If we have experienced trauma, we typically need to seek out trauma-informed somatic healing professionals who know how to help us hold safety for ourselves as we are re-accessing body sensation, coming out of freeze states, and reclaiming our wholeness in ways that avoid retraumatization. It is my direct experience through working with clients and doing my own personal work with my teachers and healers that listening to the body from a place of safety and compassion helps us reclaim our wholeness in ways that we might not have previously considered possible. 

When we really do the work of reclaiming what is being expressed, symptoms very often decrease or even cease. Liberation from bodily discomfort as a result of deep healing work is both possible and wonderful.
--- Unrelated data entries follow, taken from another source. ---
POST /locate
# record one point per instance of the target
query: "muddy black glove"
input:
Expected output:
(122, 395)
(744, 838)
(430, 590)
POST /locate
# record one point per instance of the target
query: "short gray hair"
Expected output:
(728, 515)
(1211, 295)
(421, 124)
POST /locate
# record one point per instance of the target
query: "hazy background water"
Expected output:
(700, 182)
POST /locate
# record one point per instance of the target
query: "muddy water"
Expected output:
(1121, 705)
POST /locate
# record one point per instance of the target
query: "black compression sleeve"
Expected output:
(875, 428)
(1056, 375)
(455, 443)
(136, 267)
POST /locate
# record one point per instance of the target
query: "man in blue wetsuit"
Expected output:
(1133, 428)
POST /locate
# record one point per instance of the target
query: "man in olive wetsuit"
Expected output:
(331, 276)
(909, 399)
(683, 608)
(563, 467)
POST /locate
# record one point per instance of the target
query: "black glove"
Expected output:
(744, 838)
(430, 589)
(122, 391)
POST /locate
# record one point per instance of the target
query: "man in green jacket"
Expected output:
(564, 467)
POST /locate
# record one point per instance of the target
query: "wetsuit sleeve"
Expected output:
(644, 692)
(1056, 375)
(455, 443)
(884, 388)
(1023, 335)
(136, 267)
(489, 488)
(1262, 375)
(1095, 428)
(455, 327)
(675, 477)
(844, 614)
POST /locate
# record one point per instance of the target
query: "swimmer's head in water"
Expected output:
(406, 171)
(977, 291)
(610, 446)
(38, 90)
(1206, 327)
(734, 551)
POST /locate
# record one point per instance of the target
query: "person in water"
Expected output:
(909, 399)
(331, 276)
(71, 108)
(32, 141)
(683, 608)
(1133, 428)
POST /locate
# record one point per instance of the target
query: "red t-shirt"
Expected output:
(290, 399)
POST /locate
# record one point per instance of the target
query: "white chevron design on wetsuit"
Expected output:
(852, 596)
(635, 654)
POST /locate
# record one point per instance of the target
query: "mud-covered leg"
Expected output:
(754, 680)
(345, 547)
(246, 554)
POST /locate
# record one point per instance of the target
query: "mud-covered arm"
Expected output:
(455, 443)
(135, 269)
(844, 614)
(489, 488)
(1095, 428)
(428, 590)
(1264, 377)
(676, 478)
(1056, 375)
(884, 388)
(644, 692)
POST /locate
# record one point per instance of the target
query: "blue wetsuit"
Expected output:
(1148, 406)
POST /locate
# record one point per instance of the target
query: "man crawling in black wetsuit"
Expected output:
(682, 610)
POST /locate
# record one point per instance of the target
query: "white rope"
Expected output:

It is also logical that when we integrate unsafe experiences, when we recognize and reclaim safety in the present, our bodies get the message that they can stop vibrating at the old frequency of vigilance and alarm. And because–more importantly–we have expanded our psychological and emotional container and are naturally kinder to ourselves, reclaiming safety in our ourselves also makes it easier to compassionately be with any discomfort or disease that does not resolve. 

Deep healing is very often the relinquishment of our search for perfection. It is the allowance and even the celebration of our quirks, of our scars, of these bodies and hearts that have been dented and textured and cracked open by life. I am reminded of the famous lines from Walt Whitman’s poem Song of Myself in his book Leaves of Grass:

Do I contradict myself? 

Very well then I contradict myself,

(I am large. I contain multitudes.)

Recovery from trauma gives us back our capacity and our freedom to be as complex and alive and expanded as we truly are. It liberates us from our need to be perfect and from the shame cycle that keeps us trapped there. It allows us to reclaim that we are whole and right just as we are, with the multitudes of life inside of us that need not be justified or even explained but only loved.